Routing layer visibility

One issue with platforms like Heroku is the opaque routing layer. You get a few general metrics from it, but lack visibility into or control over things like:

  • chosen routing algorithm (random afaik)
  • websocket connections (only logged when a connection completes)
  • headers (not loggable)
  • time series metrics (none available generally)

It would be interesting to know if we could get insight into any or all of these in the future. One header that does get passed on a few platforms is X-Request-Start to help understand if requests are queued at before the VM layer. Anyway, just thought I’d raise this topic and see what your thoughts are on routing and visibility.

We’ve been thinking about logging HTTP information per-request. We don’t even do that right now to save on logging.

We mostly have 2 algorithms, they’re not chosen dynamically though. We do “power of 2 random choices” out of healthy, nearby, instances.

I’d be happy to add logging for this. What are you looking for specifically?

If this was to happen, you’d like to specify which ones to log or do you want all of them? For some apps, thats would mean tens of thousands of logs per second.

We do offer prometheus time series for our proxy: Metrics on Fly · Fly

X-Request-Start is interesting. I’d be happy to add that. This might be encoded in our request IDs too :thinking: however I’m not sure if it’s monotonic or since epoch. I’ll have to check.

I love posts like this! There’s a lot of quick things we can add that can make your life easier.

One thing I was going to add soon is: logging error statuses produced by our proxy. Mostly 502s, but we also produce some 503s. We have reasons for most of these and should expose that to our users, via logs.

2 Likes

Fair enough. I think ‘off by default’ is reasonable but should be possible to enable.

I’d want to be able to specify this, but it’s not that important. The use case I’ve had in the past is debugging requests that never make it to the VMs (for whatever reason) or are rejected by app-level rate limiting.

Nice! Will check that out.

Cool - that can work. Using a common default would make things ‘just work’ with many APM services like ScoutAPM out of the box: Help Docs ~ Scout APM

Good to know - will make some more from my PaaS wish/complaint list :laughing:

This makes sense. One thing that I think Heroku did well was assign an error code to these different conditions so they can be tracked independently in log analyzers.

1 Like

A few things I missed. For logging websockets, it would be helpful to see both start and end, since these requests can live for a long time.

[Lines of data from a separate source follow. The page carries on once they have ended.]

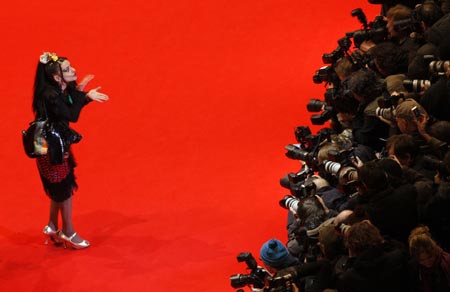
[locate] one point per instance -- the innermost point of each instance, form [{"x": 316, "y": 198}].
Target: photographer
[
  {"x": 436, "y": 214},
  {"x": 387, "y": 4},
  {"x": 374, "y": 264},
  {"x": 392, "y": 208},
  {"x": 311, "y": 212},
  {"x": 436, "y": 99},
  {"x": 367, "y": 129},
  {"x": 286, "y": 269},
  {"x": 401, "y": 37},
  {"x": 428, "y": 23},
  {"x": 407, "y": 152},
  {"x": 276, "y": 257},
  {"x": 412, "y": 119}
]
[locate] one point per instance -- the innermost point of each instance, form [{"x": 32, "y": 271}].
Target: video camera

Also it would be interesting to see open websocket count in the time series metrics, if possible.

1 Like

Websocket info in the time series metrics is a good idea. Right now you end up seeing weird 95th percentile metrics on HTTP requests from apps that use websockets. Splitting those out could be really nice.

1 Like

@joshua I’ve deployed a change, if you upgrade flyctl, showing proxy errors (502s and some 503s) and their reasons (not all documented yet) in app logs.

Hopefully this helps everybody understand a bit more when errors occur. Usually it’s because the connection was abruptly severed between us and the app.

I plan on adding X-Request-Start soon. That’s a much smaller feature, sounds useful too.

1 Like

I’ve added X-Request-Start: t=<microseconds since epoch> .

Nice! I’ll test it out with ScoutAPM.